Боунс вспомнил, что дело происходило в отеле «Шалимар» в центре Айзолы, таком же роскошном заведении, как и тот отель, который запомнил Барраган, но в десяти кварталах от него и на северной стороне города, а не на южной. Мейер, слушая Боунса, ещё не знал, что Барраган определил отель как «Паломар», записал в блокнот: «Отель „Шалимар“», а затем спросил: «Когда именно это было, не подскажете?»

«В октябре», — сказал Боунс. «Где-то в середине октября.»

Позже Майер узнал, что Барраган вспомнил такую дату: «Где-то в сентябре. Субботний вечер на первой или второй неделе сентября.»

Пока же, блаженствуя в своём неведении, Мейер просто кивнул и сказал: «Да, продолжайте, я слушаю.» И действительно, он внимательно слушал каждое слово Боунса и добросовестно переписывал каждое из них в свой блокнот, чтобы впоследствии указать на недостатки свидетелей, даже если они не попадут в японский фильм.

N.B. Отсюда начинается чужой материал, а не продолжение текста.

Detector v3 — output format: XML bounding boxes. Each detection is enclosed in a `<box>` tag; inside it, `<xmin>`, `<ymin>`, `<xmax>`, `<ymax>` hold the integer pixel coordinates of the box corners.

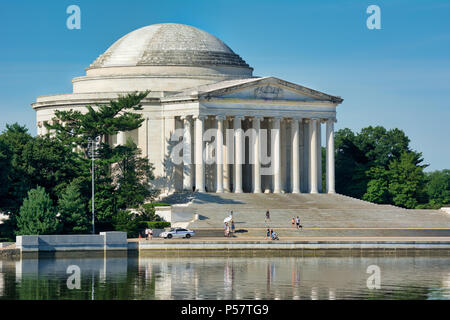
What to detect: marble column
<box><xmin>272</xmin><ymin>117</ymin><xmax>281</xmax><ymax>193</ymax></box>
<box><xmin>309</xmin><ymin>119</ymin><xmax>318</xmax><ymax>193</ymax></box>
<box><xmin>223</xmin><ymin>118</ymin><xmax>230</xmax><ymax>192</ymax></box>
<box><xmin>253</xmin><ymin>117</ymin><xmax>264</xmax><ymax>193</ymax></box>
<box><xmin>195</xmin><ymin>116</ymin><xmax>205</xmax><ymax>192</ymax></box>
<box><xmin>317</xmin><ymin>119</ymin><xmax>322</xmax><ymax>193</ymax></box>
<box><xmin>216</xmin><ymin>116</ymin><xmax>225</xmax><ymax>193</ymax></box>
<box><xmin>327</xmin><ymin>119</ymin><xmax>336</xmax><ymax>193</ymax></box>
<box><xmin>181</xmin><ymin>117</ymin><xmax>193</xmax><ymax>191</ymax></box>
<box><xmin>291</xmin><ymin>118</ymin><xmax>300</xmax><ymax>193</ymax></box>
<box><xmin>234</xmin><ymin>116</ymin><xmax>244</xmax><ymax>193</ymax></box>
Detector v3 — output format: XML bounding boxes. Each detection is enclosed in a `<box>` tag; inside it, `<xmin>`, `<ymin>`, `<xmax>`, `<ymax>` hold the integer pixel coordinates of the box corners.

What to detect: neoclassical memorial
<box><xmin>32</xmin><ymin>23</ymin><xmax>343</xmax><ymax>193</ymax></box>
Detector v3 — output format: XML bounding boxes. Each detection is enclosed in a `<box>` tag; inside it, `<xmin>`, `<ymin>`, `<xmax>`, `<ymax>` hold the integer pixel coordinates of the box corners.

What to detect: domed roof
<box><xmin>91</xmin><ymin>23</ymin><xmax>250</xmax><ymax>68</ymax></box>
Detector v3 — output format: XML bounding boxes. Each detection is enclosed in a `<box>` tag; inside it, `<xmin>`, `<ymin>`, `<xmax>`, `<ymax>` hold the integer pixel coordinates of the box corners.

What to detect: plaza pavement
<box><xmin>159</xmin><ymin>193</ymin><xmax>450</xmax><ymax>239</ymax></box>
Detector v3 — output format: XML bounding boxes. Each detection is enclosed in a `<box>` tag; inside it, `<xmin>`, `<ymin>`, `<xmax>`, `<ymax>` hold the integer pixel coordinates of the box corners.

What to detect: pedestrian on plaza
<box><xmin>264</xmin><ymin>210</ymin><xmax>270</xmax><ymax>222</ymax></box>
<box><xmin>295</xmin><ymin>216</ymin><xmax>303</xmax><ymax>229</ymax></box>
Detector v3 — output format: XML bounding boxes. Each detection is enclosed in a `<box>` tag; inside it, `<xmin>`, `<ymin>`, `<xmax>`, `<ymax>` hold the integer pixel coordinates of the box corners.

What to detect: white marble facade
<box><xmin>33</xmin><ymin>24</ymin><xmax>343</xmax><ymax>193</ymax></box>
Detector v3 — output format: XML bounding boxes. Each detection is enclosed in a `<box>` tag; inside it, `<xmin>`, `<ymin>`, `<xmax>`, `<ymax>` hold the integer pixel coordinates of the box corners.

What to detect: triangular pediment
<box><xmin>197</xmin><ymin>77</ymin><xmax>342</xmax><ymax>103</ymax></box>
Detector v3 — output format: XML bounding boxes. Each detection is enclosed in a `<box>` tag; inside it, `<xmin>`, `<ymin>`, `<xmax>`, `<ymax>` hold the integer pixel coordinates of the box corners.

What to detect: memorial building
<box><xmin>32</xmin><ymin>23</ymin><xmax>343</xmax><ymax>193</ymax></box>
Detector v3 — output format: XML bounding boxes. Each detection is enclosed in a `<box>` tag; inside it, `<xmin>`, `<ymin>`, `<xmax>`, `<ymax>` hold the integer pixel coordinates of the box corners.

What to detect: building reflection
<box><xmin>0</xmin><ymin>254</ymin><xmax>450</xmax><ymax>300</ymax></box>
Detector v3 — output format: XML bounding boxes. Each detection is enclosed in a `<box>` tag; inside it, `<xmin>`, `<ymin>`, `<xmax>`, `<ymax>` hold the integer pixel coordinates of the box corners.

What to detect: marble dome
<box><xmin>72</xmin><ymin>23</ymin><xmax>253</xmax><ymax>95</ymax></box>
<box><xmin>91</xmin><ymin>23</ymin><xmax>249</xmax><ymax>68</ymax></box>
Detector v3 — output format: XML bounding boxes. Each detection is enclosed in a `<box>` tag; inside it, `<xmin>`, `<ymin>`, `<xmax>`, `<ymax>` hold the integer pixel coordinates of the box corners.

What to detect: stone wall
<box><xmin>16</xmin><ymin>231</ymin><xmax>127</xmax><ymax>252</ymax></box>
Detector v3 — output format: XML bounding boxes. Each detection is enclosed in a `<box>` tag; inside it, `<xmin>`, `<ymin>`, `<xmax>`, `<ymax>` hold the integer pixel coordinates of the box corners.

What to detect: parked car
<box><xmin>159</xmin><ymin>228</ymin><xmax>195</xmax><ymax>239</ymax></box>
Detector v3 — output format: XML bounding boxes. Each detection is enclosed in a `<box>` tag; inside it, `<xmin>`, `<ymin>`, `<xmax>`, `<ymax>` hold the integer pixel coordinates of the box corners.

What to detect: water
<box><xmin>0</xmin><ymin>255</ymin><xmax>450</xmax><ymax>300</ymax></box>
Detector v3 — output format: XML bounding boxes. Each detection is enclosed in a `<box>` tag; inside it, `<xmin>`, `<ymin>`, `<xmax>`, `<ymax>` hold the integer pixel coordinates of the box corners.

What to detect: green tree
<box><xmin>113</xmin><ymin>140</ymin><xmax>154</xmax><ymax>209</ymax></box>
<box><xmin>362</xmin><ymin>166</ymin><xmax>390</xmax><ymax>203</ymax></box>
<box><xmin>0</xmin><ymin>123</ymin><xmax>33</xmax><ymax>214</ymax></box>
<box><xmin>47</xmin><ymin>92</ymin><xmax>153</xmax><ymax>230</ymax></box>
<box><xmin>58</xmin><ymin>182</ymin><xmax>91</xmax><ymax>234</ymax></box>
<box><xmin>17</xmin><ymin>186</ymin><xmax>59</xmax><ymax>235</ymax></box>
<box><xmin>19</xmin><ymin>136</ymin><xmax>85</xmax><ymax>203</ymax></box>
<box><xmin>335</xmin><ymin>126</ymin><xmax>426</xmax><ymax>208</ymax></box>
<box><xmin>113</xmin><ymin>210</ymin><xmax>142</xmax><ymax>238</ymax></box>
<box><xmin>425</xmin><ymin>169</ymin><xmax>450</xmax><ymax>208</ymax></box>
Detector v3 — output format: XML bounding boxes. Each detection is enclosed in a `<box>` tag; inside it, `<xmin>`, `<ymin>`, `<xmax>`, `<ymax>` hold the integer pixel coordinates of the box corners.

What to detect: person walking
<box><xmin>295</xmin><ymin>216</ymin><xmax>303</xmax><ymax>229</ymax></box>
<box><xmin>264</xmin><ymin>210</ymin><xmax>270</xmax><ymax>222</ymax></box>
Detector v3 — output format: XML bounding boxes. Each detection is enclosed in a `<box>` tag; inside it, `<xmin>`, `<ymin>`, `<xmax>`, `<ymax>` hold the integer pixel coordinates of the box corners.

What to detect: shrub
<box><xmin>113</xmin><ymin>210</ymin><xmax>142</xmax><ymax>238</ymax></box>
<box><xmin>17</xmin><ymin>186</ymin><xmax>59</xmax><ymax>235</ymax></box>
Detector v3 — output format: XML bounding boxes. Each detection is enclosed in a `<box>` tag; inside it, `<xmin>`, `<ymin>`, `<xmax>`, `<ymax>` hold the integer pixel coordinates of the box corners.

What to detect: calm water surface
<box><xmin>0</xmin><ymin>252</ymin><xmax>450</xmax><ymax>300</ymax></box>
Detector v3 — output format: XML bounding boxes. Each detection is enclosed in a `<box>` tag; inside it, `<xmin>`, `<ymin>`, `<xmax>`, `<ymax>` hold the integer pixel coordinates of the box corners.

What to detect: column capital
<box><xmin>180</xmin><ymin>115</ymin><xmax>192</xmax><ymax>121</ymax></box>
<box><xmin>192</xmin><ymin>114</ymin><xmax>208</xmax><ymax>121</ymax></box>
<box><xmin>327</xmin><ymin>117</ymin><xmax>337</xmax><ymax>123</ymax></box>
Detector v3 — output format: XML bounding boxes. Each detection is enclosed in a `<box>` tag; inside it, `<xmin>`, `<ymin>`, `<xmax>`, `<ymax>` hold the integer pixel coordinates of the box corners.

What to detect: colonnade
<box><xmin>180</xmin><ymin>115</ymin><xmax>335</xmax><ymax>193</ymax></box>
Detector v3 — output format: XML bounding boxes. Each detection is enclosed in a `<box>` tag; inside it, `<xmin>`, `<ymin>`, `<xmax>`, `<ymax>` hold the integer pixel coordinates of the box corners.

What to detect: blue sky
<box><xmin>0</xmin><ymin>0</ymin><xmax>450</xmax><ymax>170</ymax></box>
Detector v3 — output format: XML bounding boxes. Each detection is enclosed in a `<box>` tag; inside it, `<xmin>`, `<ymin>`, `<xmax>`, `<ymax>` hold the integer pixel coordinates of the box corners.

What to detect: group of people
<box><xmin>264</xmin><ymin>210</ymin><xmax>280</xmax><ymax>240</ymax></box>
<box><xmin>264</xmin><ymin>210</ymin><xmax>303</xmax><ymax>240</ymax></box>
<box><xmin>145</xmin><ymin>228</ymin><xmax>153</xmax><ymax>240</ymax></box>
<box><xmin>266</xmin><ymin>228</ymin><xmax>280</xmax><ymax>240</ymax></box>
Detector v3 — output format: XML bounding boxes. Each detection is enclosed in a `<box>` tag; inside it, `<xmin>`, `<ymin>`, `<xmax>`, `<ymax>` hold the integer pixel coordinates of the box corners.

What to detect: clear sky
<box><xmin>0</xmin><ymin>0</ymin><xmax>450</xmax><ymax>170</ymax></box>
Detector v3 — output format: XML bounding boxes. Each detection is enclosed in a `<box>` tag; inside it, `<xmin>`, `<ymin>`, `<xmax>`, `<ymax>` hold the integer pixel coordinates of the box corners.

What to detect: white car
<box><xmin>159</xmin><ymin>228</ymin><xmax>195</xmax><ymax>239</ymax></box>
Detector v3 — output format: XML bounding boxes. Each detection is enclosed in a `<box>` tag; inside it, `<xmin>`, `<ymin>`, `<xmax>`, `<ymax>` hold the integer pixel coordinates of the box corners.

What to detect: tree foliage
<box><xmin>336</xmin><ymin>126</ymin><xmax>434</xmax><ymax>208</ymax></box>
<box><xmin>58</xmin><ymin>182</ymin><xmax>91</xmax><ymax>234</ymax></box>
<box><xmin>17</xmin><ymin>186</ymin><xmax>60</xmax><ymax>235</ymax></box>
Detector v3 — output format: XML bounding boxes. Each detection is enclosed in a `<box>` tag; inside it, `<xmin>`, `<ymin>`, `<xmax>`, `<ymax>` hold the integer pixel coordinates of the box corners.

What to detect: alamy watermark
<box><xmin>66</xmin><ymin>4</ymin><xmax>81</xmax><ymax>30</ymax></box>
<box><xmin>66</xmin><ymin>265</ymin><xmax>81</xmax><ymax>290</ymax></box>
<box><xmin>366</xmin><ymin>4</ymin><xmax>381</xmax><ymax>30</ymax></box>
<box><xmin>170</xmin><ymin>128</ymin><xmax>281</xmax><ymax>175</ymax></box>
<box><xmin>366</xmin><ymin>264</ymin><xmax>381</xmax><ymax>290</ymax></box>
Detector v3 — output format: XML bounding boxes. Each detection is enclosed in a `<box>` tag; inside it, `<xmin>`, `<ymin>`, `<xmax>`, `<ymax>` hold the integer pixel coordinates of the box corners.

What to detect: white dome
<box><xmin>90</xmin><ymin>23</ymin><xmax>250</xmax><ymax>69</ymax></box>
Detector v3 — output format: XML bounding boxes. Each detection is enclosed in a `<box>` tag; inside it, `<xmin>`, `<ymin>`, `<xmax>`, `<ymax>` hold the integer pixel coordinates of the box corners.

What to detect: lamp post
<box><xmin>88</xmin><ymin>136</ymin><xmax>100</xmax><ymax>234</ymax></box>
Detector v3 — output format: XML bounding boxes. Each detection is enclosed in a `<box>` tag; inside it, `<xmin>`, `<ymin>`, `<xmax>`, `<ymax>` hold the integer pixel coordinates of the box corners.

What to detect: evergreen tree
<box><xmin>17</xmin><ymin>186</ymin><xmax>59</xmax><ymax>235</ymax></box>
<box><xmin>47</xmin><ymin>92</ymin><xmax>153</xmax><ymax>230</ymax></box>
<box><xmin>113</xmin><ymin>140</ymin><xmax>154</xmax><ymax>209</ymax></box>
<box><xmin>58</xmin><ymin>183</ymin><xmax>92</xmax><ymax>234</ymax></box>
<box><xmin>389</xmin><ymin>152</ymin><xmax>426</xmax><ymax>208</ymax></box>
<box><xmin>362</xmin><ymin>166</ymin><xmax>391</xmax><ymax>203</ymax></box>
<box><xmin>426</xmin><ymin>169</ymin><xmax>450</xmax><ymax>208</ymax></box>
<box><xmin>0</xmin><ymin>123</ymin><xmax>33</xmax><ymax>214</ymax></box>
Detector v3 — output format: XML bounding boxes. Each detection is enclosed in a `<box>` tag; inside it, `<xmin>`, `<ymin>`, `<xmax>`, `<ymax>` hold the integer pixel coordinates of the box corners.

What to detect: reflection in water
<box><xmin>0</xmin><ymin>255</ymin><xmax>450</xmax><ymax>300</ymax></box>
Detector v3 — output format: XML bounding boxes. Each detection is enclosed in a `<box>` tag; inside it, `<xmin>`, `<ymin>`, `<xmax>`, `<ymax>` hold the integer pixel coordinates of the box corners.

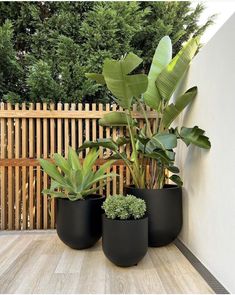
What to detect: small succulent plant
<box><xmin>102</xmin><ymin>195</ymin><xmax>146</xmax><ymax>220</ymax></box>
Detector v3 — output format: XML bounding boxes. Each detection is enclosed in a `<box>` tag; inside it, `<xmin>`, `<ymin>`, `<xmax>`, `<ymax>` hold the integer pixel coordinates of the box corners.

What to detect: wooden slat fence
<box><xmin>0</xmin><ymin>103</ymin><xmax>156</xmax><ymax>230</ymax></box>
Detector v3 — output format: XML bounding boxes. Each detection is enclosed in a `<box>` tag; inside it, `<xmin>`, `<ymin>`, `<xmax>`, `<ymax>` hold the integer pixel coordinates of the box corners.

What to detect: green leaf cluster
<box><xmin>102</xmin><ymin>195</ymin><xmax>146</xmax><ymax>220</ymax></box>
<box><xmin>84</xmin><ymin>36</ymin><xmax>211</xmax><ymax>188</ymax></box>
<box><xmin>40</xmin><ymin>147</ymin><xmax>115</xmax><ymax>201</ymax></box>
<box><xmin>0</xmin><ymin>1</ymin><xmax>212</xmax><ymax>103</ymax></box>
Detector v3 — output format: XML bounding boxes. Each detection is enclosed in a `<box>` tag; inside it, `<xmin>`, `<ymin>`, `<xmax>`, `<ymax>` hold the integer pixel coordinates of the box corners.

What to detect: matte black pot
<box><xmin>102</xmin><ymin>214</ymin><xmax>148</xmax><ymax>267</ymax></box>
<box><xmin>56</xmin><ymin>195</ymin><xmax>105</xmax><ymax>249</ymax></box>
<box><xmin>126</xmin><ymin>184</ymin><xmax>183</xmax><ymax>247</ymax></box>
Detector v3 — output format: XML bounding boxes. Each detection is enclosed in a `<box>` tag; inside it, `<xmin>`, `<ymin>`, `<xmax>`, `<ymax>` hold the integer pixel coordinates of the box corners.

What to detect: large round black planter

Работа, по словам Боунса, была свадебной. Две светские семьи, имён он не помнил. Но жених только что окончил медицинскую школу, доктор, как же его — подождите-ка, Боунс сейчас вспомнит, — доктор Кулидж, не так ли? Он был уверен, что парень был врачом, на свадьбе в тот вечер было много врачей, Купер, вот как его зовут. Доктор Харви Купер! Все в смокингах и длинных платьях, настоящая шикарная вечеринка с красивыми мужчинами и роскошными женщинами, особенно с одной блондинкой, которая всю ночь торчала у эстрады, не сводя глаз с Санто.